Les aliments ultratransformés sont ceux qui ont été produits industriellement et qui contiennent des ingrédients que l’on ne trouve généralement pas dans une cuisine familiale, comme des émulsifiants, des agents de conservation, des colorants et des arômes artificiels.
Cette vaste catégorie comprend des produits tels que les boissons gazeuses, les nouilles instantanées et les croustilles, ainsi que des aliments moins évidents comme les yaourts aromatisés et les pains complets préparés dans le commerce.
Selon les données les plus récentes dont on dispose, les aliments ultratransformés représentent près de 45 % de l’apport énergétique quotidien des Canadiens de 20 ans et plus.
Les auteurs de la nouvelle étude ont noté que de nombreuses associations entre la consommation d'aliments ultratransformés et les facteurs de risque cardiométaboliques restaient significatives même après ajustement pour l'indice de masse corporelle, ce qui suggère que ces aliments peuvent influencer la santé par des mécanismes allant au-delà de la prise de poids.
Qui plus est, ces associations persistaient après ajustement pour l'activité physique, le tabagisme, la quantité totale d'aliments consommés et des facteurs socio-économiques, notamment le revenu et l'éducation.

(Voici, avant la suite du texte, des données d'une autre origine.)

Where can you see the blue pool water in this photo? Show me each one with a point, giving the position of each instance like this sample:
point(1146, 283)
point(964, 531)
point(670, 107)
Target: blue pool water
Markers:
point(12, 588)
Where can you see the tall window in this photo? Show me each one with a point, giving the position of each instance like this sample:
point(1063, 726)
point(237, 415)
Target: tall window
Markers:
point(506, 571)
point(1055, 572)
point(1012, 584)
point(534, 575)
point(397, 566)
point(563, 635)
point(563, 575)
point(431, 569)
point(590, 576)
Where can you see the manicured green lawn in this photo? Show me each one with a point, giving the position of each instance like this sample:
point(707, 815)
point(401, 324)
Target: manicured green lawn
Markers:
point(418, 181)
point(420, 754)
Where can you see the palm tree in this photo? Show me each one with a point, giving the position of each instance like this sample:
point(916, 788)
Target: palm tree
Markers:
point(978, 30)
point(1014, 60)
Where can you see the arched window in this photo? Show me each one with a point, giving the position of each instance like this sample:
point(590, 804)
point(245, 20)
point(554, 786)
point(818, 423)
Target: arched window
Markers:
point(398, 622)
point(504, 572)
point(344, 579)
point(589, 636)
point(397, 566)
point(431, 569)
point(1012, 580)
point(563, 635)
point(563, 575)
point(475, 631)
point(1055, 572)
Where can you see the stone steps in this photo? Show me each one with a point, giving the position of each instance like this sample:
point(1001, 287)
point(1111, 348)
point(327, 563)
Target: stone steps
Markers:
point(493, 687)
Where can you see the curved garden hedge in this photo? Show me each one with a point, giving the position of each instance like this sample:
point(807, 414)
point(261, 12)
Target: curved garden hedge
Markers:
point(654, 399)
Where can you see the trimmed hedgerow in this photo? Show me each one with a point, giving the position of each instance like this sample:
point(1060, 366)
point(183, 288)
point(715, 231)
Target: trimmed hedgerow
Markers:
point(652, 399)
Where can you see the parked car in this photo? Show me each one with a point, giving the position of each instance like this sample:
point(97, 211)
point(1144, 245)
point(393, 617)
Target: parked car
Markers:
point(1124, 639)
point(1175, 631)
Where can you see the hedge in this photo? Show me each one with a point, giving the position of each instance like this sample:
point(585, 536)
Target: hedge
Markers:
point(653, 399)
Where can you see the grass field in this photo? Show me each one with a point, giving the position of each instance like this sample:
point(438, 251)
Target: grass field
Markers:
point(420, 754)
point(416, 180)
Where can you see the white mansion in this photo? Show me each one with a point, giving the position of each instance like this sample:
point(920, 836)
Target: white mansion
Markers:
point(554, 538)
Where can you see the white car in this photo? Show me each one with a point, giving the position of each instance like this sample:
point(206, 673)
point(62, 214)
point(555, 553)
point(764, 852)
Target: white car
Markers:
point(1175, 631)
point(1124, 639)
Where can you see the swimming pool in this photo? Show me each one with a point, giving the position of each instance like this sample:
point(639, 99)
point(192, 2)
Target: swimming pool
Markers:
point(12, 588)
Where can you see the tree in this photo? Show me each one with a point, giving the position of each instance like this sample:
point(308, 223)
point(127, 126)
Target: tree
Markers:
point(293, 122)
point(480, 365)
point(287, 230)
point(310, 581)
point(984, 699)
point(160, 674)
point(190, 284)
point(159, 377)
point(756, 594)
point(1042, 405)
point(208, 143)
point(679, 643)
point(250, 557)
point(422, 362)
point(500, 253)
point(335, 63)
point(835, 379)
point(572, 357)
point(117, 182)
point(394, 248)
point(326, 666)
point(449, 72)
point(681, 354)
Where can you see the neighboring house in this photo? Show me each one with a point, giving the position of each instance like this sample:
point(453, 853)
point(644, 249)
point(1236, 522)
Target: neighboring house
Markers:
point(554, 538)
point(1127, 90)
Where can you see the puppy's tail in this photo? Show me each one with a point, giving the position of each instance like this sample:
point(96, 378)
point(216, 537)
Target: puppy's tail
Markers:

«Il est évident que ces aliments sont riches en sodium, en graisses, en sucre et en calories, et que ça joue un rôle, a dit Mme Baric. Mais ce n'est pas tout le portrait. De nombreuses recherches indiquent que cette association va au-delà des nutriments.»
Quand on regarde la liste des ingrédients, a-t-elle ajouté, «on voit que plein de nouvelles choses ont été introduites dans notre alimentation et on dirait que notre organisme les rejette».
D'autres mécanismes potentiels, au-delà de la composition des nutriments, ont été proposés pour expliquer l'effet des aliments ultratransformés sur la santé, selon les auteurs. Par exemple, les méthodes de transformation modifient la biodisponibilité des nutriments de ces aliments.
Les aliments ultratransformés sont aussi hyperglycémiants, rappellent les auteurs, ce qui entraîne une augmentation rapide de la glycémie. En outre, des recherches commencent à mettre en cause l'utilisation d'additifs alimentaires dans la perturbation du microbiote intestinal, pour laquelle un certain nombre d'effets négatifs sur la santé ont été établis.
L'exposition aux phtalates et au bisphénol-A provenant des méthodes de transformation des aliments et des emballages peut également jouer un rôle dans la médiation de certains des effets observés sur la santé.
Les conclusions de cette étude ont été publiées par le journal Nutrition & Metabolism.